Peran Ayah dalam Pendidikan Kejujuran dan Maaf

Peran ayah dalam mendidik anak –termasuk memohon ampun bagi anaknya— dicontohkan melalui berbagai kisah para Nabi .-foto: net-
Orang yang menzhalimi wajib membayar kafarah kepada orang yang telah dizhaliminya serta memberitahukan kezhaliman apa yang telah diperbuat dengan kadarnya.
Lalu tentang kafarah, apakah kafarah mutlak (membayar denda seadanya) ini bermanfaat bagi pelakunya juga atau hanya korban?
Maka disini terdapat perselisihan pendapat, tetapi yang shahih adalah kafarah tersebut seharusnya tidak bermanfaat bagi pelaku. Sebab, ketika orang yang dzhalimi mengetahui kadar kezhaliman yang menimpanya, tentu hatinya tidak tenang dengan apa yang telah diterimanya.
Dalam hadis Shahih Bukhari, diriwayatkan dari Abu Hurairah RA, dia berkata, “Rasulullah ﷺ bersabda:
“Barang siapa yang pernah menzhalimi saudaranya, baik dalam hal kehormatan atau sesuatu yang lain, hendaklah ia meminta dihalalkan (dimaafkan) oleh saudaranya itu hari ini juga, sebelum datang hari di mana tidak ada lagi dinar dan dirham. Jika ia memiliki amal saleh, maka akan diambil darinya sesuai kadar kezhalimannya. Dan jika ia tidak memiliki amal baik, maka dosa orang yang dizhalimi itu akan dipindahkan kepadanya.” (HR. Bukhari, no. 2449).
Dalam kitab tafsirnya, Tafsir al-Qur’an al-‘Azhim (jilid 4 hlm 311-312), Ibnu Katsir menyertakan perkataan seorang sahabat, yaitu Muharib bin Ditsar yang berbunyi:
“Ibnu Jarir berkata: Telah menceritakan kepadaku Abu As-Sa’ib, ia berkata: Telah menceritakan kepada kami Ibnu Idris, ia berkata: Aku mendengar Abdurrahman bin Ishaq, meriwayatkan dari Muharib bin Ditsar, ia berkata:
“Pamanku biasa datang ke masjid dan mendengar seseorang berdoa: ‘Ya Allah, Engkau telah menyeruku, maka aku pun memenuhi panggilan-Mu.

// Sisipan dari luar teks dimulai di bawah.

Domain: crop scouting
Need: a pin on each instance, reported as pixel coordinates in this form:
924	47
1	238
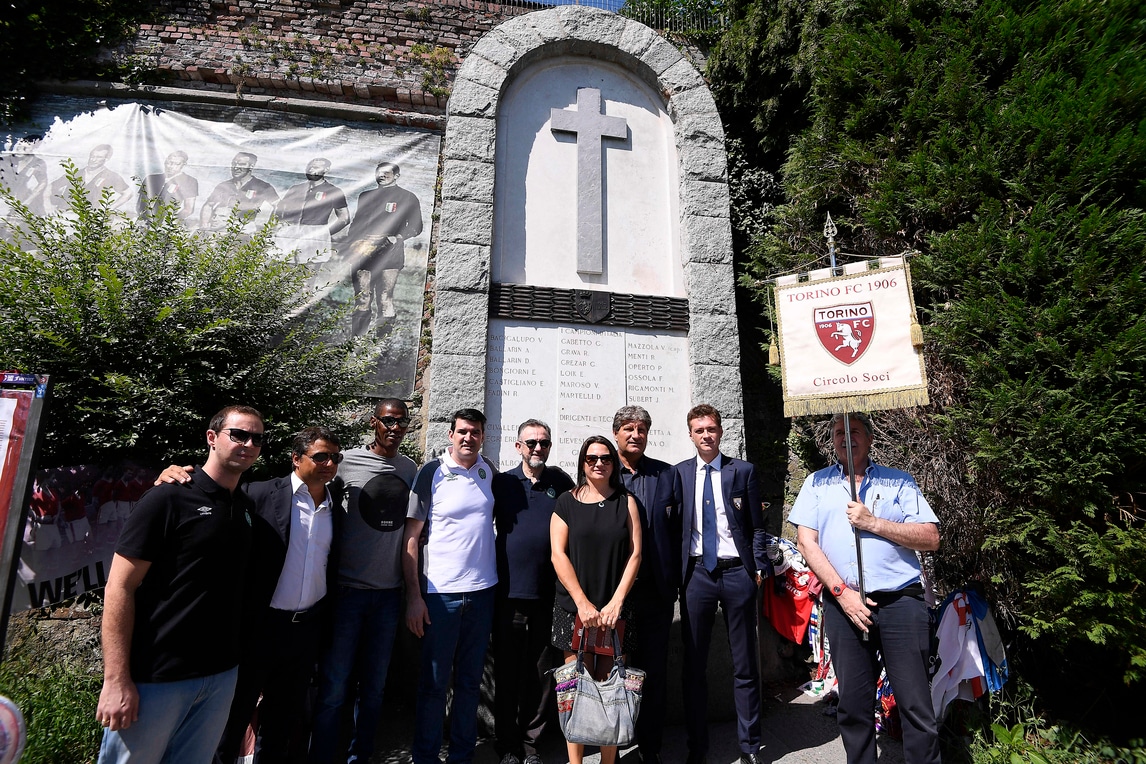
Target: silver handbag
598	713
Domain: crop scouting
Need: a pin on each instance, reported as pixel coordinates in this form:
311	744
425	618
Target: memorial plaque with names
574	378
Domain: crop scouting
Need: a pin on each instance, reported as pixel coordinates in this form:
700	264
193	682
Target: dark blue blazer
742	507
271	526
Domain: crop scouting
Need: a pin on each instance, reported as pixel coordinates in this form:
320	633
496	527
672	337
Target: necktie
708	526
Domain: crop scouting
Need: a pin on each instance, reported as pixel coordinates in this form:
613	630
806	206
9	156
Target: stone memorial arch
585	257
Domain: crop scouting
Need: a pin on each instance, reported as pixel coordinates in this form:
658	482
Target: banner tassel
917	333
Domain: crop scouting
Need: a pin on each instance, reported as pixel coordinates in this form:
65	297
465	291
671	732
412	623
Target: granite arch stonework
457	368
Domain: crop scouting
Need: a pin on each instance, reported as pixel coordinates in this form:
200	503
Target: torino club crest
846	330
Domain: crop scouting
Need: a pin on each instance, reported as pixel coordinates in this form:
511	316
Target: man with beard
243	190
653	596
368	596
311	213
524	499
172	187
385	218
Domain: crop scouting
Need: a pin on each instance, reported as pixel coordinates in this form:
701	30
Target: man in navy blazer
292	564
722	552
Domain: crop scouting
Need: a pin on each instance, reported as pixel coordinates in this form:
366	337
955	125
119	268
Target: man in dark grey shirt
368	596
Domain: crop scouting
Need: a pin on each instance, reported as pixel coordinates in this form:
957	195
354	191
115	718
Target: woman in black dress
595	533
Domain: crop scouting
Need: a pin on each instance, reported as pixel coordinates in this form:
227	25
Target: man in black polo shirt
172	606
524	499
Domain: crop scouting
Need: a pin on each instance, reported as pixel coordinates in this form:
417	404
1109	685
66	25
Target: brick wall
398	54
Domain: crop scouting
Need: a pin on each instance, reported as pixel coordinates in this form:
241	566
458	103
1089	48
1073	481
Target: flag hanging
846	341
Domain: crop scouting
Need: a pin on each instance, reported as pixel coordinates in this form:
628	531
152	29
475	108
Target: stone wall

Engkau telah memerintahku, maka aku pun menaati. Dan kini telah tiba waktu sahur, maka ampunilah aku.”
Lalu ia memperhatikan suara itu, ternyata berasal dari rumah Abdullah bin Mas’ud. Maka ia bertanya kepada Abdullah tentang hal itu, dan ia menjawab:
“Sesungguhnya Nabi Ya’qub menunda permintaan ampun untuk anak-anaknya hingga waktu sahur, sebagaimana ucapannya: ‘Aku akan memohonkan ampun kepada Tuhanku.” (QS: Yusuf: 98)
Ibnu Katsir juga menyertakan sebuah riwayat disebutkan bahwa Nabi Muhammad ﷺ bersabda: “Nabi Ya’qub menunda doa hingga malam Jumat.”
Riwayat ini dinukil dari jalur Said bin Jubair dari Ibnu Abbas. Namun,menurut Adz-Dzahabi hadis ini berstatus munkar syadz. Hal ini menunjukkan bahwa waktu dipilih bukan secara sembarangan, tetapi karena kemuliaan malam Jumat sebagai waktu dikabulkannya doa.
Ibnu Katsir mengatakan bahwa sebagian mufasir menyebutkan bahwa beliau menunda doa itu agar waktu taubat mereka lebih lama, sehingga rasa penyesalan mereka semakin dalam dan mereka benar-benar ikhlas. Ada pula yang mengatakan bahwa penundaan ini dimaksudkan agar mereka semakin merasakan beratnya dosa yang mereka perbuat.
Kejujuran dan Maaf: Pelajaran dari Nabi Ya’qub
Hubungan antara ayah dan anak adalah fondasi penting dalam pendidikan akhlak, terutama dalam menanamkan nilai kejujuran. Dalam kisah Nabi Ya’qub dan anak-anaknya yang terekam dalam Surah Yusuf ayat 97–98, kita menemukan potret luar biasa tentang bagaimana kejujuran, penyesalan, dan pengampunan dibentuk dalam ikatan keluarga.